Pope Francis, as part of the Mercy Friday pastoral initiative that began during the Jubilee of Mercy, paid a visit this afternoon to the Villaggio Emanuele, an institution for people with Alzheimer’s, accompanied by H.E. Msgr. Rino Fisichella, president of the Pontifical Council for New Evangelization.
The Villaggio is truly organized like a village, and its inhabitants can live in normal conditions, carrying out many aspects of their daily life, necessary for those who live with this difficult disease, thus creating and maintaining a bridge of communication with the outside world. The village, named after its founder, Professor Emmanuele F.M. Emanuele, honorary professor of the Roma Foundation, an innovator in domestic care of Alzheimer’s sufferers, is the only one of its kind in Italy and arose from the awareness that Alzheimer’s has now become a social priority and necessitates a model of care that ensures a lifestyle as close to normality as possible during the often long progression of the disease.
The Villaggio Emanuele is made up of fourteen houses, each one of which is suitable for six people. There is also a mini supermarket, a bar, a restaurant and a beauty salon. The residents can shop in the supermarket, help in the kitchen, and engage in everyday tasks, in this way conserving their sense of reality and their own identity.
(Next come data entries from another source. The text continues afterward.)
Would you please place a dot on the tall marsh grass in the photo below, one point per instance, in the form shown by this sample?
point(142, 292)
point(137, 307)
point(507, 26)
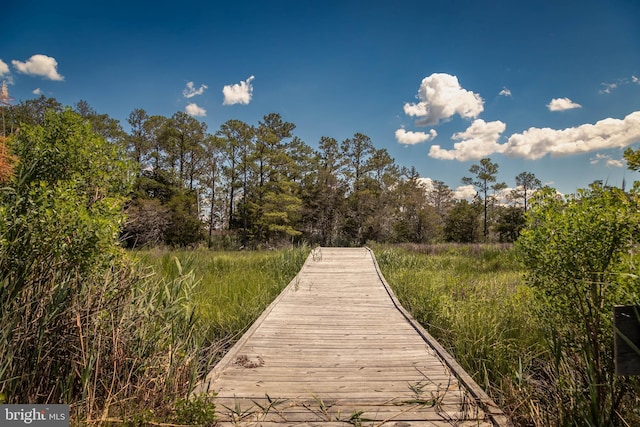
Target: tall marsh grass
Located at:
point(233, 288)
point(473, 300)
point(127, 346)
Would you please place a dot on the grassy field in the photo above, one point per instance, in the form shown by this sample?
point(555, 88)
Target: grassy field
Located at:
point(473, 300)
point(232, 288)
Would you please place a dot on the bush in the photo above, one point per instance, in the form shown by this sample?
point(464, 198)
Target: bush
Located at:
point(581, 255)
point(82, 324)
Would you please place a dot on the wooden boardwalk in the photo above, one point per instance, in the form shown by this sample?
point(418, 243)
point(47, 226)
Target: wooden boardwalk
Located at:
point(336, 348)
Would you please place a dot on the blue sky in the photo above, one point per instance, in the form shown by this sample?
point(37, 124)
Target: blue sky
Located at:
point(549, 87)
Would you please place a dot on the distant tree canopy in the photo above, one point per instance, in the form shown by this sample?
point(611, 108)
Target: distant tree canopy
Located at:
point(256, 185)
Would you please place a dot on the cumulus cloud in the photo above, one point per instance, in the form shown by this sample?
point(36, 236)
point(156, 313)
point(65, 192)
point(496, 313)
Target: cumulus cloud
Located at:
point(190, 91)
point(440, 98)
point(411, 138)
point(607, 88)
point(607, 160)
point(39, 65)
point(478, 141)
point(194, 110)
point(4, 68)
point(535, 143)
point(239, 93)
point(426, 183)
point(561, 104)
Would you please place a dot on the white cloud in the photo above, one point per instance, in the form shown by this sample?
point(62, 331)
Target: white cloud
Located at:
point(478, 141)
point(440, 98)
point(194, 110)
point(535, 143)
point(608, 161)
point(4, 68)
point(39, 65)
point(426, 183)
point(240, 93)
point(466, 192)
point(609, 87)
point(561, 104)
point(411, 138)
point(190, 91)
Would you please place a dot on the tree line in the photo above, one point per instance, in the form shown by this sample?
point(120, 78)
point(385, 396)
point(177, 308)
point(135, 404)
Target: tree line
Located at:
point(257, 185)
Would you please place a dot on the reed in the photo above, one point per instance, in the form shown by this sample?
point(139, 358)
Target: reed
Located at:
point(474, 301)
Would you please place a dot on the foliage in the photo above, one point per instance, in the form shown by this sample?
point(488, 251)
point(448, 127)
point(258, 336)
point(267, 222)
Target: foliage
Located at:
point(461, 224)
point(485, 173)
point(473, 300)
point(580, 255)
point(255, 186)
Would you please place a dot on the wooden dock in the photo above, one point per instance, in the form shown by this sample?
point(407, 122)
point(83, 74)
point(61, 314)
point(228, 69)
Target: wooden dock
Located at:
point(336, 348)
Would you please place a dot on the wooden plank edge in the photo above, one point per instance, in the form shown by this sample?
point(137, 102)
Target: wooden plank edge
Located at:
point(493, 411)
point(204, 387)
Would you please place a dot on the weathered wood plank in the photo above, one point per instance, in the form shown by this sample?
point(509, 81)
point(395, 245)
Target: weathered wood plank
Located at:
point(336, 343)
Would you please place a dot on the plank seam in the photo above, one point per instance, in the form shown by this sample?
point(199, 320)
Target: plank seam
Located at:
point(495, 414)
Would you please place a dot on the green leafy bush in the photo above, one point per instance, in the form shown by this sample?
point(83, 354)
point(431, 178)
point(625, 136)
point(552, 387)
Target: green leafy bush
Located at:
point(581, 256)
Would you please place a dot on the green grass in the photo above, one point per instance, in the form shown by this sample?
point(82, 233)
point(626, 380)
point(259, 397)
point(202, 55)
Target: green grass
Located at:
point(233, 288)
point(474, 301)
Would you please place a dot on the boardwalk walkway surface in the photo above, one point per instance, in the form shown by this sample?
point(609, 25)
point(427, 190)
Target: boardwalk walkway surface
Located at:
point(335, 348)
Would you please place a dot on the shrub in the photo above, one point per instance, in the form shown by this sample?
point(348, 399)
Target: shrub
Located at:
point(580, 255)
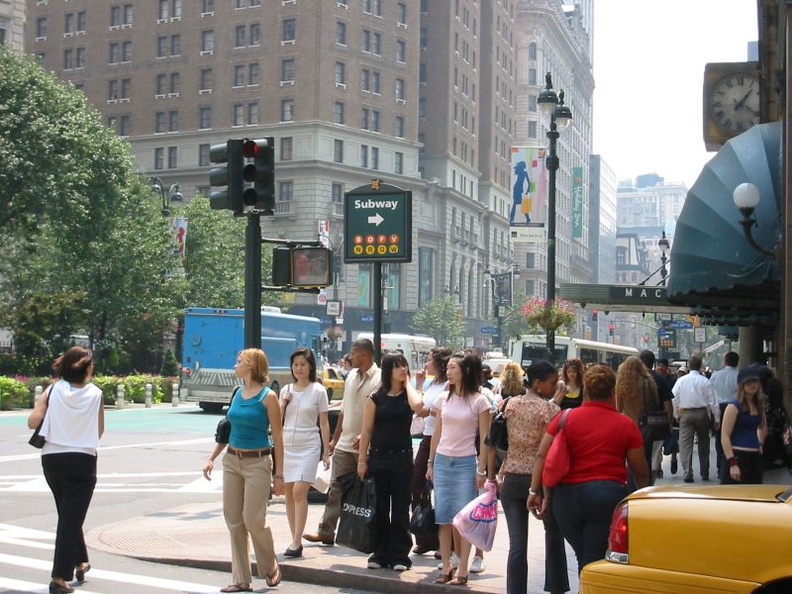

Each apartment is furnished in a manner as similar as possible to the home they lived in previously, and the resident does not have a “typical day”, inasmuch as each person can decide how to spend their day. Within the structure there are doctors, psychologists, physiotherapists and various other healthcare professionals, and assistance is entirely free of charge.
The unexpected arrival of the Pope by car in the courtyard of the village was a source of surprise and joy to the residents, with whom the Holy Father spoke – accompanied by the honorary professor of the Roma Foundation, Emanuel, and the current president Franco Parasassi – and in some cases visited in their rooms.
With this visit, the Pope wished to show his interest in the condition of social exclusion and solitude that a disease such as Alzheimer’s can cause in sufferers, as well as disorientation, discomfort and suffering in their families.